Основной жанр этой ретроспективной «телепрограммы» – политическая речь. Именно речи – как мы к этому и привыкли, включая свои телевизоры, – становятся зрелищными «микроузлами» в тугом узле исторического времени. В «Апреле Семнадцатого» – это речи Нахамкиса-Стеклова, Керенского, Милюкова, Шульгина, Ленина, Изгоева, Троцкого и многих, многих других – на Петроградском исполкоме, в заседаниях Временного правительства, в юбилейном думском собрании, перед демонстрантами, на съезде партии народной свободы и т. д. Притом речи, поданные «экранно», обращающие читателей в зрителей. Смотрим, как говорит стройный красавец Церетели, сам «зная убедительное свое состояние, когда пылают глаза». Смотрим, даже и не видя, а лишь вникая в модуляции (хотя и внешность, как и у других ораторов, представлена крупно, рельефно), как сбивается с темпа, теряет дыхание громко-честолюбивый Нахамкис: «… чуть пониже прежнего… но нет этой легкости, но нет этой дерзости, но почему такое тяжелое тело, тяжелый голос, тяжелый план доклада?» Смотрим, окидывая быстрым понимающим взглядом, на речевые перебежки Керенского, которому самолюбование дает приток энергии, прибыток убедительности: «… я до изнеможения боролся… Гениально: ты кидаешь “до изнеможения” – и в тот же момент действительно начинаешь испытывать изнеможение, и зрители это видят. И ты сам неудержимо волнуешься, и повышается твой голос, и сам совершается пируэт и перелет с одной воздушной площадки на другую».
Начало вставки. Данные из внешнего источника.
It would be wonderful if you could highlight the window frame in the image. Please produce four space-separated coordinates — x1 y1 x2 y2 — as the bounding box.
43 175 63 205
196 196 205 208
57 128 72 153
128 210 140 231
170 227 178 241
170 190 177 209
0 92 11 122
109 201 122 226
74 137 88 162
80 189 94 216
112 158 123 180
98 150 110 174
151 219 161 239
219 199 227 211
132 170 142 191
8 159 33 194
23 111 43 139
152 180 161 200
Обсуждение резолюций, поправки, поправки. О, это тоже как знакомо! От того, кто какое словечко протащит, зависит доступ к рычагам власти и политическая температура в столице, стране. Война идей, война сторон выглядит как война документов. Слово «резолюция» рифмуется со словом «революция» наиболее тесно. Апрельский кризис, приведший к уличным выстрелам и отставке Милюкова, разражается из-за нескольких слов, протиснутых Милюковым в дипломатическую ноту. Эта война слов, по большей части иностранных, для народной массы – непроизносимых, послужила бы в историческом горизонте Льва Толстого отличным поводом к иронии, самой беспощадной. Он, скорее всего, счел бы, что их связь с большими событиями – только мнимость, что события созревают в некоем таинственном лоне помимо шелухи слов, этих политических фикций. Но Солженицын так не думает: словарь революции действительно влияет на ход дел, на жизнь и решимость масс, он наливается кровью, отсасывая ее от живого, непритязательного существованья, он становится дьявольски значительным и влиятельным, вне себя оставляя безмолвную пустыню. Когда-то «… вокруг было оживленно, многолюдно и цвело ожиданием лучшего будущего. А вот – как будто забрел в мертвые солончаки» (из мыслей всеми покинутого Гучкова, но такова и вся панорама, опустошенная нашествием резолюций и лозунгов).